Do researchers want to know which journal an article appeared in, or are they more interested in the subject, regardless of where the article appeared ?  Casimoto and Lariviere suggest the former:

Journal-level classifications provide more coherent classifications that model onto most scholars’ understandings of the knowledge space. [page 49]

Should we provide the measurements that many (perhaps most) researchers ask for, or is there a case for mentioning some of the many arguments that have been made against journal-level metrics: they introduce an expectancy bias. An article does not become more trustworthy because it was published in Nature, one would hope.

References in this book

For a work that is all about the scholarly method, Measuring Research is surprisingly lacking in citations – there are none. The authors explain:

Due to the style of the series, we omitted explicit references from the chapters, but provide below full references to all the works that informed the writing of this book.

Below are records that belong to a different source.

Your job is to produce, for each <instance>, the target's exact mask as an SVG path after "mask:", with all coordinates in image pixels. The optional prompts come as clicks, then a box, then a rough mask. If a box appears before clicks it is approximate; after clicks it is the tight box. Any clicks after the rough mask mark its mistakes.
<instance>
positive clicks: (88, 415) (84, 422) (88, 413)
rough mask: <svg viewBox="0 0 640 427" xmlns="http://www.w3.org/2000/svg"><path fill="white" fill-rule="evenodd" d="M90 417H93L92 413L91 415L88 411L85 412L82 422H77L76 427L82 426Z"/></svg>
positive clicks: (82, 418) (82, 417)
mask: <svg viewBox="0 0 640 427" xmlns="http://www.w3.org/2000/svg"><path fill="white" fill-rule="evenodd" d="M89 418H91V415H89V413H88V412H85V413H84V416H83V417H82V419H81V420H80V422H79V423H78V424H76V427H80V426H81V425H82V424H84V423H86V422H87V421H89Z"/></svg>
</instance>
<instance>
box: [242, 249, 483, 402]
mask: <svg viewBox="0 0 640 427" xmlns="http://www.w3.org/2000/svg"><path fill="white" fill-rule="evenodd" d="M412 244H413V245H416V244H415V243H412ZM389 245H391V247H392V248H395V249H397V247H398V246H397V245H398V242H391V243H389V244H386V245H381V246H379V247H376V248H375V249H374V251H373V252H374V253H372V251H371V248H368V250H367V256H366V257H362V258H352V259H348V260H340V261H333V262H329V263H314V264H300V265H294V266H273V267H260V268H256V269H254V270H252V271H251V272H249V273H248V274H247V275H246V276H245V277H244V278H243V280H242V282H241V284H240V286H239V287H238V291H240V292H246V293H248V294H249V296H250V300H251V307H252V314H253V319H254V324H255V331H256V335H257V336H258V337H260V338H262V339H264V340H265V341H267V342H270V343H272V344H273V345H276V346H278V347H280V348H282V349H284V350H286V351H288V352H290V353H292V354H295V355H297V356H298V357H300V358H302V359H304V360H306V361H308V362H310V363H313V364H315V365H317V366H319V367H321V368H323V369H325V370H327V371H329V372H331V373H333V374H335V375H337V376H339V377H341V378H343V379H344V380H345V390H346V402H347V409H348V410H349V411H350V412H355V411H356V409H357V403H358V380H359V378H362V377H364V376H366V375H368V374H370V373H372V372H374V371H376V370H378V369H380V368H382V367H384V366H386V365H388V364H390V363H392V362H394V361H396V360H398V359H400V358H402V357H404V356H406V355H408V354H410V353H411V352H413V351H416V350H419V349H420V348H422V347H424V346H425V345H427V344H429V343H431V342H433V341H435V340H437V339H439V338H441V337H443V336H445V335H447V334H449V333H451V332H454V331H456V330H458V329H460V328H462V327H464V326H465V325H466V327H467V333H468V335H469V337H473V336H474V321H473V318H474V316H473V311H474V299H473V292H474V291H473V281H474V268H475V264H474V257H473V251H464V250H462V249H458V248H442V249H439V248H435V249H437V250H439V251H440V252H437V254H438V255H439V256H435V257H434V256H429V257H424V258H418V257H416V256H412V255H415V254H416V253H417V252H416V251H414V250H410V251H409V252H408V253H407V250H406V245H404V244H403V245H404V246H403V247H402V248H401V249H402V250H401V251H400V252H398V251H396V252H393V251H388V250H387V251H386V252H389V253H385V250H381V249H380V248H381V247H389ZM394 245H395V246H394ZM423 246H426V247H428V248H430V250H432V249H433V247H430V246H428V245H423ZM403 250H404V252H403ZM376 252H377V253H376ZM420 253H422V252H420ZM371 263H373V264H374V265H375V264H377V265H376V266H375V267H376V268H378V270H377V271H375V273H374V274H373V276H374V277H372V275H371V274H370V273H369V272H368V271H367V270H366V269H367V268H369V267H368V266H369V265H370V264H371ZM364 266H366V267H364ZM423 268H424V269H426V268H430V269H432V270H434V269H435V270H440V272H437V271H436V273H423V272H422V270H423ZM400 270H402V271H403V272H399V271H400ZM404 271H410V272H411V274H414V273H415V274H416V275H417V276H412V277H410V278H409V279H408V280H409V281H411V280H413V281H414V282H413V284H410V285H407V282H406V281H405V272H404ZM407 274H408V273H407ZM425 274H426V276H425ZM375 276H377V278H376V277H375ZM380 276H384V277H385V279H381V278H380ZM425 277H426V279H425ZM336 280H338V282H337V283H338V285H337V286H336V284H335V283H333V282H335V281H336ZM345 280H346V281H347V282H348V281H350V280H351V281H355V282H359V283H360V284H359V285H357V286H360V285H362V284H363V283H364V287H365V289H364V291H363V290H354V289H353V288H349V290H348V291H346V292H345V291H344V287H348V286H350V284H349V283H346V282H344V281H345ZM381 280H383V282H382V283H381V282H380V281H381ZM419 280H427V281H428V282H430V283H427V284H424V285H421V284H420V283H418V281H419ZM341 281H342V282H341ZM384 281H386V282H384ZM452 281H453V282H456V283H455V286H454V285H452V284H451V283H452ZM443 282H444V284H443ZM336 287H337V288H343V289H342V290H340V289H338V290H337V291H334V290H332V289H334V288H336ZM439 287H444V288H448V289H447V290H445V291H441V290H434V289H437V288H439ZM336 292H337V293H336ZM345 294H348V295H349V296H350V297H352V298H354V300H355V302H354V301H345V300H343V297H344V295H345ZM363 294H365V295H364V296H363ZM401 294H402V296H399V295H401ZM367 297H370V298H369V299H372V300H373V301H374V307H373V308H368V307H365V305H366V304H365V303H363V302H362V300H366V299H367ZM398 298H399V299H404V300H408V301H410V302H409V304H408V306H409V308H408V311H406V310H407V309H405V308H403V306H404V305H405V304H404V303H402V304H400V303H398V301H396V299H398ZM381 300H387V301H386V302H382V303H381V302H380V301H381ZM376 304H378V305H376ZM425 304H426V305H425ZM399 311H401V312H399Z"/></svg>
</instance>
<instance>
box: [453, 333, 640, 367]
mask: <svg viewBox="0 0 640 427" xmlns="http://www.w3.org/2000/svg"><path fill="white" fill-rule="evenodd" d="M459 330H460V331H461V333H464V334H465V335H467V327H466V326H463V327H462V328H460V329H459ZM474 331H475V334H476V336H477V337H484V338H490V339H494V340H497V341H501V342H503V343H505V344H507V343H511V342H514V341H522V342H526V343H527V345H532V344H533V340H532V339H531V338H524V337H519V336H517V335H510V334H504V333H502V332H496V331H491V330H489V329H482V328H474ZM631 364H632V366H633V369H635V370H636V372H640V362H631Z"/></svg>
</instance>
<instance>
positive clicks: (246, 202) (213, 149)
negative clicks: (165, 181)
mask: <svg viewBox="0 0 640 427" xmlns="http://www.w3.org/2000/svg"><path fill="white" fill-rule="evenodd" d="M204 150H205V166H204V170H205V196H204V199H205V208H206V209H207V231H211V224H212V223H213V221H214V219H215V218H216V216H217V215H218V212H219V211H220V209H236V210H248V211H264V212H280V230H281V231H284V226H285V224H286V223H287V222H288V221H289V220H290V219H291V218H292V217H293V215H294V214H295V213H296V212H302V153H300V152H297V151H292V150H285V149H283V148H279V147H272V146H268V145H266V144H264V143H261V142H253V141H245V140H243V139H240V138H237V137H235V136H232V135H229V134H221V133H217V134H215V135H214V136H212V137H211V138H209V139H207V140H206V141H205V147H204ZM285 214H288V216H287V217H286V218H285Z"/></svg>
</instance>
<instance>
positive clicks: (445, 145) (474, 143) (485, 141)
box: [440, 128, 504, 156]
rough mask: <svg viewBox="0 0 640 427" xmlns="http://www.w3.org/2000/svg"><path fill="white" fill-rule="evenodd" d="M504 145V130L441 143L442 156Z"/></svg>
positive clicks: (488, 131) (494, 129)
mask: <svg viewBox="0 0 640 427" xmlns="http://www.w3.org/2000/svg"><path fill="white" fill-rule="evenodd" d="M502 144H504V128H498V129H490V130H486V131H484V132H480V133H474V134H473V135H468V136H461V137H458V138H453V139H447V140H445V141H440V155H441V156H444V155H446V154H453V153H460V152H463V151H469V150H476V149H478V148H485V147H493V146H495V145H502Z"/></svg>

That is simply not the case. For example, “initial research suggests that altmetric indicators provide more timely … results [p65].” Which initial research? How can I find out? I cannot see which source was used for this statement Again, on page 116: “Studies across time and discipline have consistently shown …” but it is up to me to try to discover what these studies might have been.

Conclusion

This Is a good introduction, but It could, I believe, have been better. I would suggest four principles to inform the practice of bibliometrics :

  1. Identify the best tools available and point out their strengths and weaknesses.
  2. Assume that authors will generally act in the interests of research rather than expecting the worst.
  3. Point out that metrics are not value-free. Do researchers want journal metrics or article metrics, or perhaps some other form, such as author metrics?
  4. Lobby for better tools, especially tools such as ORCID and DOIs that are not owned by one commercial provider and that will improve the quality and reliability of indicators over time.